Benchmarking JDK String.replace() vs Apache Commons StringUtils.replace()

What’s better? Using the JDK’s String.replace() or something like Apache Commons Lang’s Apache Commons Lang’s StringUtils.replace()?

In this article, I’ll compare the two, first in a profiling session using Java Mission Control (JMC), then in a benchmark using JMH, and we’ll see that Java 9 heavily improved things in this area.

Profiling using JMC

In a recent profiling session where I checked for any “obvious” bottlenecks in jOOQ, I’ve discovered this nasty regular expression pattern instantiation:

Tons of int[] instances were allocated by a regular expression pattern. That’s weird, because in general, inside of jOOQ’s internals, special care is always taken to pre-compile any regular expressions that are needed in static members, e.g.:

private static final Pattern TYPE_NAME_PATTERN = 
  Pattern.compile("\\([^\\)]*\\)");

This allows for using the Pattern in a far more optimal way, than e.g. by using String.replaceAll():

// Much better, pattern is pre-compiled
TYPE_NAME_PATTERN.matcher(castTypeName).replaceAll("")

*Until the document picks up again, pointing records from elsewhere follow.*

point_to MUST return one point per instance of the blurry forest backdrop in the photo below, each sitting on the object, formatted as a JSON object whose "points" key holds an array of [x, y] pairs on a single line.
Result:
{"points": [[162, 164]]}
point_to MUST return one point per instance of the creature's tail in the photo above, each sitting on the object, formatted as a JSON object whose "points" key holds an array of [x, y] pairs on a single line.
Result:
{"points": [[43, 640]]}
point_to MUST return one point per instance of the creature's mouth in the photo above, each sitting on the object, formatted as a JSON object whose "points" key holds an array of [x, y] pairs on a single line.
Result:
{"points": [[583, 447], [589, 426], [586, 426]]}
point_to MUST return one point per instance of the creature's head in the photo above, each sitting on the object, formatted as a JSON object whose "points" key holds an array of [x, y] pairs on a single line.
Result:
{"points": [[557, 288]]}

// Much worse, pattern is compiled *every time*
castTypeName.replaceAll("\\([^\\)]*\\)", "")

That should be clear to everyone. The price to pay for this is the fact that the pattern is stored “far away” in some static member, rather than being visible right where it is used, which is a bit less readable. At least in my opinion.

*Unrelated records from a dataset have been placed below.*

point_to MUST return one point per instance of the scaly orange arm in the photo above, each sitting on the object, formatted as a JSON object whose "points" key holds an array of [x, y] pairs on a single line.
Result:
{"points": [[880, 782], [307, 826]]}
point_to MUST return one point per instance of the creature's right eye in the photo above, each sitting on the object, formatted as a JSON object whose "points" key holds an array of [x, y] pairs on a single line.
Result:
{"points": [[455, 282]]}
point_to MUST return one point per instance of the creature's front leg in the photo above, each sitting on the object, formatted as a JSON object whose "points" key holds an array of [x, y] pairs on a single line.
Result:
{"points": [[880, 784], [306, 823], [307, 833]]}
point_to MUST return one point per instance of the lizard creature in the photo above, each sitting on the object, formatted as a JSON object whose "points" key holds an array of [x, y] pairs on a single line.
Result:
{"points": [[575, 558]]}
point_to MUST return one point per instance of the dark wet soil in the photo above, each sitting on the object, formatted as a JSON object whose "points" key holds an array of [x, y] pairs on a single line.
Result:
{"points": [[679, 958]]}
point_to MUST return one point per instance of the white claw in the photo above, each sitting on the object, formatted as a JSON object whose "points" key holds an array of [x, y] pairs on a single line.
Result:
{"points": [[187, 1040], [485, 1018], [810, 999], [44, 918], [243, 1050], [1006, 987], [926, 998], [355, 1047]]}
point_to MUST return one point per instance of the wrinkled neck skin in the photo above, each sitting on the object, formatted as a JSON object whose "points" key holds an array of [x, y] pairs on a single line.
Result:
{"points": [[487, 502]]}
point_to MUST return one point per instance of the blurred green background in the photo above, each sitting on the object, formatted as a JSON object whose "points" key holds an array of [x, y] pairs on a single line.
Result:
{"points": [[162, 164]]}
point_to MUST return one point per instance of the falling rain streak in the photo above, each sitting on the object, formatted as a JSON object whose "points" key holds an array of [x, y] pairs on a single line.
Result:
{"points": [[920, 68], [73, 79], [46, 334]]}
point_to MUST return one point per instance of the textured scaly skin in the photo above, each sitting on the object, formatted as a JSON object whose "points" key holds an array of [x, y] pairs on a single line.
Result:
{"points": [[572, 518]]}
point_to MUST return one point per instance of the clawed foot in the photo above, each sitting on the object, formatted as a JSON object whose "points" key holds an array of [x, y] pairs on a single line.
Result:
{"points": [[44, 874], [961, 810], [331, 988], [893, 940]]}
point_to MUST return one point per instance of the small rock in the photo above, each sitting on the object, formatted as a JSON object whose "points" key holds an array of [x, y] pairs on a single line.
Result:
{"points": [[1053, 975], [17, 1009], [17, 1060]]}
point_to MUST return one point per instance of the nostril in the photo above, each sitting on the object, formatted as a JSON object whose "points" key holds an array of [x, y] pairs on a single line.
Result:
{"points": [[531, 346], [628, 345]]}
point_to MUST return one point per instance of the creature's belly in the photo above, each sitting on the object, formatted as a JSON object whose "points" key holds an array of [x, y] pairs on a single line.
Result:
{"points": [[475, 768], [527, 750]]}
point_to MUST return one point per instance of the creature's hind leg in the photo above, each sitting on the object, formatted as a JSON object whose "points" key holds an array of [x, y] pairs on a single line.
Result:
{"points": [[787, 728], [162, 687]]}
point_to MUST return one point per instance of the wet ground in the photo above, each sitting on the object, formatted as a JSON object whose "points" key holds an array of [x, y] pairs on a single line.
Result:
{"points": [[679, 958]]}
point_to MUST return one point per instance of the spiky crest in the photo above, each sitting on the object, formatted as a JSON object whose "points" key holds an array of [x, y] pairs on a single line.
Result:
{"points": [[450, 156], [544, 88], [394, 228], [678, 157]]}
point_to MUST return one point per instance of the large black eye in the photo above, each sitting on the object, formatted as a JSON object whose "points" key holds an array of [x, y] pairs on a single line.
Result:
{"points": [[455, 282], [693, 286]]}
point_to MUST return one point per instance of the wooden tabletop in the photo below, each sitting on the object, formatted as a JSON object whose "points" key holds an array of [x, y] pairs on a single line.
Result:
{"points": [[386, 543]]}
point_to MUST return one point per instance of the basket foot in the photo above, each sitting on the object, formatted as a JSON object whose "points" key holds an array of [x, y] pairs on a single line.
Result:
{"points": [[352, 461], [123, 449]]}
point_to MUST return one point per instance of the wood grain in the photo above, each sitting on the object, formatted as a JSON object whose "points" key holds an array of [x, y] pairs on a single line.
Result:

SIDENOTE: People tend to get all angry about premature optimisation and such. Yes, these optimisations are micro optimisations and aren’t always worth the trouble. But this article is about jOOQ, a library that does a lot of expression tree transformations, and it is important for jOOQ to eliminate even 1% “bottlenecks”, as they make a difference. So, please read this article in this context.

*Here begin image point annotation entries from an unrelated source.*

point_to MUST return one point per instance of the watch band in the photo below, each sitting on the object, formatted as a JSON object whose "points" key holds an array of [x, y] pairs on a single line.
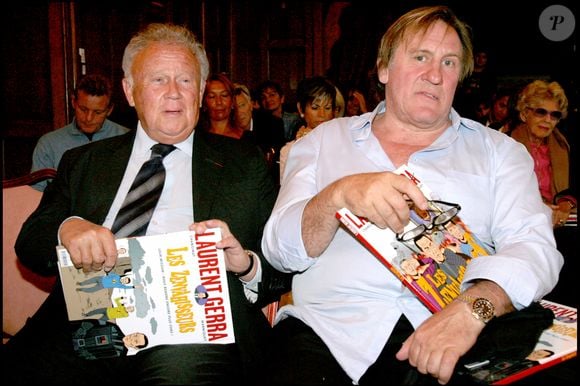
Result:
{"points": [[481, 308]]}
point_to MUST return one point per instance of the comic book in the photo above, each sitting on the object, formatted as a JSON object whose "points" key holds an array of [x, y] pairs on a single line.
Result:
{"points": [[165, 289], [431, 254], [557, 344]]}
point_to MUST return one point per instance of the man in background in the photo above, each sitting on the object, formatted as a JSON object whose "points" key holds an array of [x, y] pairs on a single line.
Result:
{"points": [[92, 105]]}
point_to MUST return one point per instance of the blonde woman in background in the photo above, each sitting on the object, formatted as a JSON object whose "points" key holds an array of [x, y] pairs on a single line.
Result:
{"points": [[541, 106]]}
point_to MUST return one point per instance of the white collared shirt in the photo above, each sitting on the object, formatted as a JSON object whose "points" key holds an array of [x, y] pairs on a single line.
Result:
{"points": [[174, 211], [346, 295]]}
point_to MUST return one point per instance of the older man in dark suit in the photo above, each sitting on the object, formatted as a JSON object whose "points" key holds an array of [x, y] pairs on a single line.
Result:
{"points": [[207, 177]]}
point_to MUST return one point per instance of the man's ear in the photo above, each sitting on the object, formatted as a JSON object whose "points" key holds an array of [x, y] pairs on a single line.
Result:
{"points": [[383, 74], [128, 90]]}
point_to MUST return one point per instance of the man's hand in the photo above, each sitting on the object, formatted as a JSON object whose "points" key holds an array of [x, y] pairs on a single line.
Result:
{"points": [[381, 198], [436, 346], [91, 247]]}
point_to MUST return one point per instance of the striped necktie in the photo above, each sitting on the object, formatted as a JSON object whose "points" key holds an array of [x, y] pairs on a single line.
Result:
{"points": [[137, 209]]}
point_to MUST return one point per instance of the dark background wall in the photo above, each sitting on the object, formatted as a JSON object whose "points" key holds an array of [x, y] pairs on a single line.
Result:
{"points": [[249, 40]]}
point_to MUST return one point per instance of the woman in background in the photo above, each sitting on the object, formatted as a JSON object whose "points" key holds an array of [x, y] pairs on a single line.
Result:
{"points": [[316, 103], [541, 105], [218, 114]]}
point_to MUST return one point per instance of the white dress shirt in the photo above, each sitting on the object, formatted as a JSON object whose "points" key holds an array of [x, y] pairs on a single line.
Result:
{"points": [[174, 211], [346, 295]]}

Consider also our previous post about this subject: Top 10 Easy Performance Optimisations in Java

What was the problem in jOOQ?

Now, what appears to be obvious when using regular expressions seems less obvious when using ordinary, constant string replacements, such as when calling String.replace(CharSequence), as was done in the linked jOOQ issue #6672. The relevant piece of code was escaping all inline strings that are sent to the SQL database, to prevent syntax errors and, of course, SQL injection:

static final String escape(Object val, Context<?> context) {
    String result = val.toString();

    if (needsBackslashEscaping(context.configuration()))
        result = result.replace("\\", "\\\\");

    return result.replace("'", "''");
}

We’re always escaping apostrophes by doubling them, and in some databases (e.g. MySQL), we often have to escape backslashes as well (unfortunately, not all ORMs seem to do this or even be aware of this MySQL “feature”).

Unfortunately as well, despite heavy use of Apache Commons Lang’s StringUtils.replace() in jOOQ’s internals, every now and then a String.replace(CharSequence) sneaks in, because it’s just so convenient to write.

Meh, does it matter?

Usually, in ordinary business logic, it shouldn’t (again – don’t optimise prematurely), but in jOOQ, which is essentially a SQL string manipulation library, it can get quite costly if a single replace call is done excessively (for good reasons, of course), and it is slower than it should be. And it is, prior to Java 9, when this method was optimised. I’ve done the profiling with Java 8, where internally, String.replace() uses a literal regex pattern (i.e. a pattern with a “literal” flag that is faster, but it is a pattern, nonetheless).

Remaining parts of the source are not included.